FAQ: Solving trig equation cos(x)=sin(x) + 1/√3

What is a trigonometric equation?

A trigonometric equation is an equation that involves trigonometric functions, such as sine, cosine, and tangent, and an unknown variable. The goal is to solve for the value of the variable that makes the equation true.

How do you solve a trigonometric equation?

To solve a trigonometric equation, you can use algebraic manipulation and trigonometric identities to simplify the equation and isolate the variable. You can also use a calculator or graphing software to find the solutions.

How do you solve the equation cos(x)=sin(x) + 1/√3?

To solve this equation, you can use the Pythagorean identity, cos^2(x) + sin^2(x) = 1, to rewrite the equation as cos(x) = √(1-sin^2(x)).

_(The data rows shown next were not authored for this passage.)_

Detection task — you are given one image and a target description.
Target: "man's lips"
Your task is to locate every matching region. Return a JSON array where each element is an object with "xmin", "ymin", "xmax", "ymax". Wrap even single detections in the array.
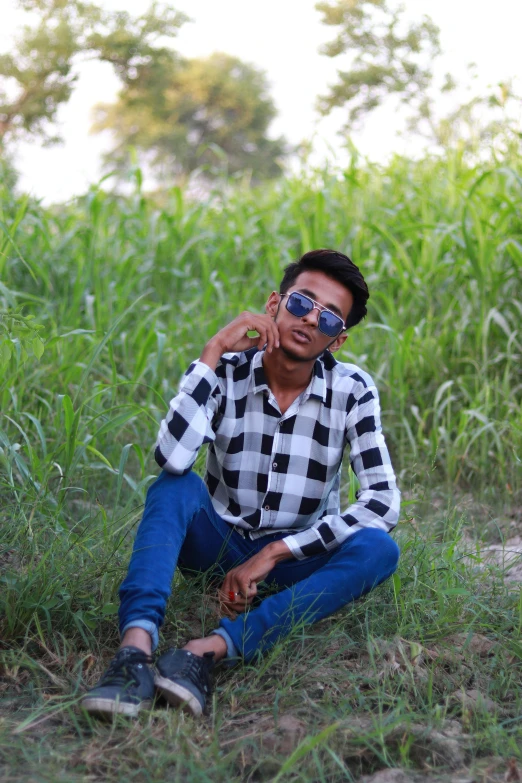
[{"xmin": 292, "ymin": 329, "xmax": 312, "ymax": 343}]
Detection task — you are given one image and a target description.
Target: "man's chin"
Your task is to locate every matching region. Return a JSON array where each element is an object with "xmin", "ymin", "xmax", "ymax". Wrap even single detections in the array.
[{"xmin": 279, "ymin": 343, "xmax": 324, "ymax": 364}]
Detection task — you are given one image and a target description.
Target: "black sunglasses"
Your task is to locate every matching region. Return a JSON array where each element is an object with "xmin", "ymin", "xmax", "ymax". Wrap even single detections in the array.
[{"xmin": 282, "ymin": 291, "xmax": 346, "ymax": 337}]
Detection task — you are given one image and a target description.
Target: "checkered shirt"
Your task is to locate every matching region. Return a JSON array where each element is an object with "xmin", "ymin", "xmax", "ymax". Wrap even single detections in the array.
[{"xmin": 155, "ymin": 348, "xmax": 400, "ymax": 560}]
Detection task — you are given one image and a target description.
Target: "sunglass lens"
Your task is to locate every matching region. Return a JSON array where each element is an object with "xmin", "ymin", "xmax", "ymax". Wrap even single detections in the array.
[
  {"xmin": 286, "ymin": 293, "xmax": 313, "ymax": 318},
  {"xmin": 319, "ymin": 310, "xmax": 343, "ymax": 337}
]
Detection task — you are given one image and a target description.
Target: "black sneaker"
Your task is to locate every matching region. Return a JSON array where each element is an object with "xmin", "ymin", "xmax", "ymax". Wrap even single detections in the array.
[
  {"xmin": 154, "ymin": 649, "xmax": 214, "ymax": 716},
  {"xmin": 81, "ymin": 647, "xmax": 154, "ymax": 718}
]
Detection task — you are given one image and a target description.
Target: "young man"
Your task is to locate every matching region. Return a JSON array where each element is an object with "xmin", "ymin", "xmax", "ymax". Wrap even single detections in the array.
[{"xmin": 82, "ymin": 250, "xmax": 399, "ymax": 716}]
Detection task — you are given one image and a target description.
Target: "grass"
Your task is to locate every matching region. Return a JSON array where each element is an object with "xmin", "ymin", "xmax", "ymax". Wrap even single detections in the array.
[{"xmin": 0, "ymin": 149, "xmax": 522, "ymax": 783}]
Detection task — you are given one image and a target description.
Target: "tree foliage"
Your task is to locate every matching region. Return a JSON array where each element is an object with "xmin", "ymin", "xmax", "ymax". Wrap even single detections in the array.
[
  {"xmin": 94, "ymin": 53, "xmax": 287, "ymax": 178},
  {"xmin": 317, "ymin": 0, "xmax": 440, "ymax": 129},
  {"xmin": 0, "ymin": 0, "xmax": 185, "ymax": 144}
]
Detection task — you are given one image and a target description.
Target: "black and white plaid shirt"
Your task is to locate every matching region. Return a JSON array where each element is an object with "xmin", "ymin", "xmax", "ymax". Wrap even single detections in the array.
[{"xmin": 155, "ymin": 348, "xmax": 400, "ymax": 559}]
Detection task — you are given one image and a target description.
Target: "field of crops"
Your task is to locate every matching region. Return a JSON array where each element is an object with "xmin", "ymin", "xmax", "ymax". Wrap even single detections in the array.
[{"xmin": 0, "ymin": 156, "xmax": 522, "ymax": 783}]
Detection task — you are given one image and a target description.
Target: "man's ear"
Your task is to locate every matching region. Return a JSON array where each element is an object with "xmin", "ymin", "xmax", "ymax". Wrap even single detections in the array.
[
  {"xmin": 327, "ymin": 334, "xmax": 348, "ymax": 353},
  {"xmin": 265, "ymin": 291, "xmax": 281, "ymax": 318}
]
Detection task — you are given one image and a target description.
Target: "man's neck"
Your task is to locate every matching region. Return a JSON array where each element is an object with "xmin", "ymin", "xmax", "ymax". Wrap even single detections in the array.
[{"xmin": 263, "ymin": 348, "xmax": 315, "ymax": 401}]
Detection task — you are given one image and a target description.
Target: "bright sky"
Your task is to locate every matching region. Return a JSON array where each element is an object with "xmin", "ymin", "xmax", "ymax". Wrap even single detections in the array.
[{"xmin": 0, "ymin": 0, "xmax": 522, "ymax": 202}]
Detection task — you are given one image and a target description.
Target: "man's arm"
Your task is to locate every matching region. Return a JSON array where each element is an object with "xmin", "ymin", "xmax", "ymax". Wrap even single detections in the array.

Then, you can substitute this expression for cos(x) into the original equation and solve for sin(x). Once you have the value of sin(x), you can use inverse trigonometric functions to find the solutions for x.

What are the solutions to the equation cos(x)=sin(x) + 1/√3?

The solutions to this equation are x = π/6 + 2πn and x = 5π/6 + 2πn, where n is any integer. These solutions can be found by using inverse trigonometric functions to solve for sin(x) and then substituting the values into the original equation.

How do you check if a solution is valid for the equation cos(x)=sin(x) + 1/√3?

To check if a solution is valid, you can substitute the value of x into the original equation and see if it makes the equation true. You can also graph the equation and the solution on a graphing calculator or software and see if they intersect at the given x value.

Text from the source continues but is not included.